APCs include dendritic cells, macrophages, and B-lymphocytes.
Helper T-lymphocytes: coordinate the immune response by helping both cell-mediated immunity and humoral immunity, as well as enhancing certain aspects of innate immunity such as activating NK cells and macrophages.
Healthy helper T-lymphocytes play a central role in a normal functioning immune system. HIV attacks these cells.
Cytotoxic T-lymphocytes: release chemicals that are toxic to cells. It secretes perforins and granzymes.
Humoral immunity by B-lymphocytes can be activated by direct contact with an antigen.
Upon activation, B-lymphocytes proliferate and differentiate into antibody producing plasma cells and memory B-lymphocytes.

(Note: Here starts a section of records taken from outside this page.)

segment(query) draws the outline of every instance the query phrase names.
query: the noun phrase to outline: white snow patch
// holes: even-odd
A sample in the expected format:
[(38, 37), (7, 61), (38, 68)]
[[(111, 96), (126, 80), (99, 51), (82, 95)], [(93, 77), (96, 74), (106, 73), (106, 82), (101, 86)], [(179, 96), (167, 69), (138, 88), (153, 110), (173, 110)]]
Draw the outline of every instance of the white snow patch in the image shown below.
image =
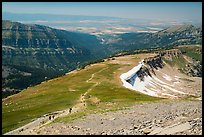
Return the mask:
[(156, 84), (154, 84), (152, 81), (150, 81), (149, 83), (148, 83), (151, 87), (154, 87), (154, 88), (156, 88)]
[[(155, 92), (145, 87), (152, 78), (150, 76), (144, 76), (144, 80), (141, 81), (136, 74), (140, 70), (140, 68), (144, 65), (143, 61), (144, 60), (140, 61), (139, 65), (135, 66), (128, 72), (121, 74), (120, 79), (123, 82), (123, 86), (126, 88), (140, 91), (141, 93), (144, 93), (150, 96), (157, 96)], [(133, 83), (132, 83), (133, 85), (127, 82), (126, 80), (130, 80), (130, 81), (133, 80)]]
[(180, 83), (179, 81), (174, 82), (174, 84), (179, 84), (179, 83)]
[(171, 88), (171, 87), (169, 87), (169, 86), (167, 86), (167, 85), (161, 85), (161, 86), (164, 87), (164, 88), (167, 88), (167, 89), (169, 89), (169, 90), (171, 90), (171, 91), (173, 91), (173, 92), (177, 92), (177, 93), (180, 93), (180, 94), (186, 94), (186, 93), (184, 93), (184, 92), (182, 92), (182, 91), (173, 89), (173, 88)]
[[(120, 75), (120, 79), (123, 82), (124, 87), (126, 87), (128, 89), (135, 90), (135, 91), (139, 91), (139, 92), (141, 92), (143, 94), (147, 94), (147, 95), (150, 95), (150, 96), (156, 96), (156, 97), (158, 97), (159, 95), (177, 97), (177, 96), (172, 95), (172, 94), (161, 92), (161, 91), (169, 91), (169, 90), (172, 91), (172, 92), (185, 94), (182, 91), (179, 91), (179, 90), (176, 90), (176, 89), (172, 88), (174, 86), (174, 84), (173, 85), (167, 84), (167, 83), (161, 81), (160, 79), (158, 79), (154, 75), (152, 77), (144, 76), (144, 79), (140, 80), (140, 78), (137, 76), (136, 73), (144, 65), (143, 61), (144, 60), (140, 61), (137, 66), (135, 66), (134, 68), (132, 68), (128, 72), (123, 73), (123, 74)], [(172, 80), (172, 78), (170, 76), (166, 75), (166, 74), (163, 77), (168, 81)], [(175, 77), (178, 77), (178, 76), (175, 76)], [(129, 82), (127, 82), (127, 80)], [(160, 87), (161, 90), (157, 90), (156, 89), (157, 87)]]
[[(131, 77), (133, 77), (137, 71), (139, 71), (139, 69), (142, 67), (142, 65), (144, 65), (143, 63), (144, 60), (139, 62), (139, 65), (135, 66), (134, 68), (132, 68), (131, 70), (129, 70), (126, 73), (123, 73), (122, 75), (120, 75), (120, 78), (123, 80), (128, 80)], [(124, 83), (125, 84), (125, 83)], [(125, 84), (126, 85), (126, 84)]]
[[(167, 84), (167, 83), (161, 81), (160, 79), (158, 79), (158, 78), (155, 77), (155, 76), (152, 76), (152, 77), (156, 80), (155, 82), (159, 82), (159, 83), (161, 83), (161, 84), (168, 85), (168, 86), (173, 86), (173, 85), (170, 85), (170, 84)], [(161, 85), (161, 84), (159, 84), (159, 85)]]
[(172, 78), (171, 78), (169, 75), (166, 75), (166, 74), (165, 74), (165, 75), (163, 76), (163, 78), (165, 78), (165, 79), (168, 80), (168, 81), (172, 81)]
[(163, 91), (167, 91), (165, 88), (162, 88)]
[(162, 95), (166, 95), (166, 96), (171, 96), (171, 97), (177, 98), (177, 96), (171, 95), (171, 94), (168, 94), (168, 93), (162, 93)]

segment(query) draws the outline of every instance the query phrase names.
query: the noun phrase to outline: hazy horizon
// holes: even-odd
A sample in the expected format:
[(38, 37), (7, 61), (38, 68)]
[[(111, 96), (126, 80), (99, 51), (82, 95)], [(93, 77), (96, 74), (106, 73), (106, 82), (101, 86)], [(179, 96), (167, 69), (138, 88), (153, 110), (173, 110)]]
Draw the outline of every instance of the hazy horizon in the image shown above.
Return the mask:
[(2, 12), (202, 22), (202, 2), (3, 2)]

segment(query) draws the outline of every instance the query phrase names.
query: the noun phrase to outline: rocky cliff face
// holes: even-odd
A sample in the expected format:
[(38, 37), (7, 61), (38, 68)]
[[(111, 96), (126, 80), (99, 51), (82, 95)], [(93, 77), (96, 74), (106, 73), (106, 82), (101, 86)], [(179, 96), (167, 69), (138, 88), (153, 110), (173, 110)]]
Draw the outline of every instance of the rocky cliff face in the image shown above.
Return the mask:
[(202, 63), (200, 61), (188, 63), (183, 72), (192, 77), (202, 77)]
[(5, 89), (22, 89), (105, 56), (95, 36), (2, 20), (3, 66), (31, 73), (9, 73), (3, 79)]
[[(149, 96), (162, 98), (199, 96), (196, 87), (190, 89), (189, 93), (186, 91), (189, 89), (187, 82), (195, 82), (195, 79), (200, 78), (189, 77), (181, 73), (186, 73), (185, 71), (179, 71), (187, 63), (182, 52), (179, 49), (172, 49), (157, 53), (153, 57), (143, 59), (137, 66), (121, 74), (123, 86)], [(195, 83), (192, 84), (195, 85)]]
[(50, 66), (59, 70), (55, 65), (60, 63), (64, 66), (58, 67), (60, 69), (73, 68), (72, 63), (76, 65), (75, 62), (94, 58), (89, 49), (75, 40), (78, 35), (80, 39), (80, 34), (50, 27), (2, 21), (3, 64), (44, 69), (44, 66)]
[[(162, 69), (164, 67), (164, 62), (162, 57), (167, 60), (172, 60), (172, 58), (182, 56), (182, 52), (179, 49), (171, 49), (164, 51), (155, 52), (157, 55), (154, 57), (149, 57), (144, 59), (144, 65), (136, 73), (140, 80), (143, 81), (144, 76), (155, 75), (155, 70), (158, 68)], [(193, 77), (202, 77), (202, 64), (199, 61), (194, 61), (185, 65), (185, 68), (182, 68), (183, 72), (189, 76)]]
[(162, 62), (161, 56), (157, 55), (154, 57), (144, 59), (145, 65), (143, 65), (140, 70), (136, 73), (140, 80), (143, 81), (144, 76), (152, 76), (155, 75), (155, 69), (163, 68), (164, 63)]

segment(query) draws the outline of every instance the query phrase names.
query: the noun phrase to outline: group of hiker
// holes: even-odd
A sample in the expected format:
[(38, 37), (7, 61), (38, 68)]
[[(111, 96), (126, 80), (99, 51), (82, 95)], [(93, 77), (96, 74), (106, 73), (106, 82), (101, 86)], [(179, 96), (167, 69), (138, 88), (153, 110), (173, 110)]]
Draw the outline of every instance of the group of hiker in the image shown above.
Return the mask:
[(49, 116), (49, 120), (54, 119), (54, 118), (55, 118), (55, 116), (54, 116), (54, 115)]

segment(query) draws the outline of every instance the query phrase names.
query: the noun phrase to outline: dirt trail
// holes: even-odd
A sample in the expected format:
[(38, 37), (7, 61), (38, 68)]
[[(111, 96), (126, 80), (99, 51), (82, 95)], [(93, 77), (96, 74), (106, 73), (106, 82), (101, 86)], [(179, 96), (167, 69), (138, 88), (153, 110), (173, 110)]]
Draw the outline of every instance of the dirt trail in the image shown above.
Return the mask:
[[(95, 73), (93, 73), (91, 75), (91, 77), (86, 80), (87, 83), (89, 83), (95, 76), (95, 74), (97, 73), (100, 73), (102, 72), (103, 70), (107, 69), (106, 68), (103, 68)], [(93, 83), (93, 81), (92, 81)], [(64, 117), (64, 116), (67, 116), (69, 114), (73, 114), (73, 113), (76, 113), (78, 111), (81, 111), (83, 109), (86, 108), (86, 101), (85, 101), (85, 96), (88, 94), (88, 92), (90, 92), (94, 87), (96, 87), (98, 84), (100, 84), (100, 82), (96, 82), (95, 84), (93, 84), (84, 94), (81, 94), (80, 95), (80, 98), (78, 99), (78, 103), (76, 105), (74, 105), (72, 108), (67, 108), (65, 110), (62, 110), (62, 111), (56, 111), (56, 112), (52, 112), (52, 113), (49, 113), (49, 114), (45, 114), (43, 115), (42, 117), (40, 118), (37, 118), (36, 120), (20, 127), (20, 128), (17, 128), (13, 131), (10, 131), (10, 132), (7, 132), (5, 135), (17, 135), (17, 134), (37, 134), (37, 131), (44, 127), (45, 125), (53, 122), (56, 118), (59, 118), (59, 117)]]
[[(127, 61), (125, 60), (124, 63), (125, 62)], [(142, 103), (136, 104), (127, 110), (107, 112), (104, 114), (91, 114), (86, 116), (83, 120), (76, 119), (72, 123), (53, 123), (47, 125), (58, 117), (64, 117), (85, 109), (87, 106), (87, 94), (100, 84), (99, 81), (94, 81), (93, 79), (97, 73), (105, 69), (106, 68), (103, 68), (91, 74), (90, 78), (86, 80), (87, 83), (92, 83), (93, 85), (85, 93), (80, 95), (78, 103), (72, 107), (71, 113), (70, 108), (53, 112), (7, 134), (202, 134), (202, 101), (198, 100)], [(169, 69), (166, 71), (168, 75), (171, 74)], [(158, 74), (157, 76), (160, 75), (161, 74)], [(162, 76), (163, 75), (161, 75), (161, 78), (163, 78)], [(180, 76), (178, 76), (172, 77), (180, 80), (180, 86), (175, 83), (174, 86), (176, 88), (182, 87), (186, 89), (186, 92), (191, 93), (192, 91), (197, 91), (201, 86), (201, 83), (199, 83), (200, 80), (197, 78), (192, 78), (194, 82), (190, 83), (189, 81), (182, 82), (182, 80), (179, 79)], [(165, 78), (163, 79), (165, 80)], [(175, 81), (168, 81), (167, 79), (166, 82), (172, 84), (171, 82)], [(201, 95), (202, 93), (199, 92), (198, 94)]]

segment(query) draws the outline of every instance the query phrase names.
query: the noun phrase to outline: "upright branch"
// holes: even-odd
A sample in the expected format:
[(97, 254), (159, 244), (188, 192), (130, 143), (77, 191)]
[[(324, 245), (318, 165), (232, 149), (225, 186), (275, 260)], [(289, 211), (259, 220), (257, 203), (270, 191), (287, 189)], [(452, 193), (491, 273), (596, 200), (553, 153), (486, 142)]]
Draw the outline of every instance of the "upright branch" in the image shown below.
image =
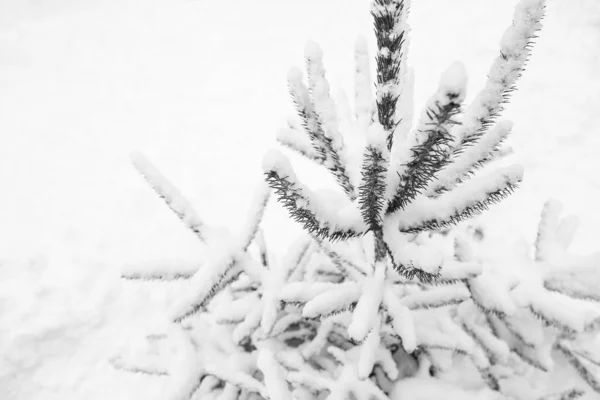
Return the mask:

Memory B-lymphocytes: activated upon reexposure to the same antigen.
B-lymphocytes have the ability to act as APCs. They recognize and respond to antigens outside cells.
They can engulf, process and present the antigen to the helper T-lymphocyte that recognizes that antigen.
Naïve T-lymphocytes will not recognize an antigen on its own.
An antigen bound to an MHC I or II protein on the surface of an APC will trigger the activation of a T-lymphocyte if it recognizes the antigen. Upon activation, T-lymphocytes proliferate and differentiate into helper T-lymphocytes and cytotoxic T-lymphocytes.
Plasma cells: produce antibodies. More specifically, they produce immunoglobulin proteins.
These antibodies can bind to antigens and mark them for destruction by other immune cells.
Perforins puncture the cells plasma membrane.
Granzymes move in and induce cell death by apoptosis, limiting the spread of the infectious agent.
These cells have a much longer life span than plasma cells. Usually months to years compared to five to seven days.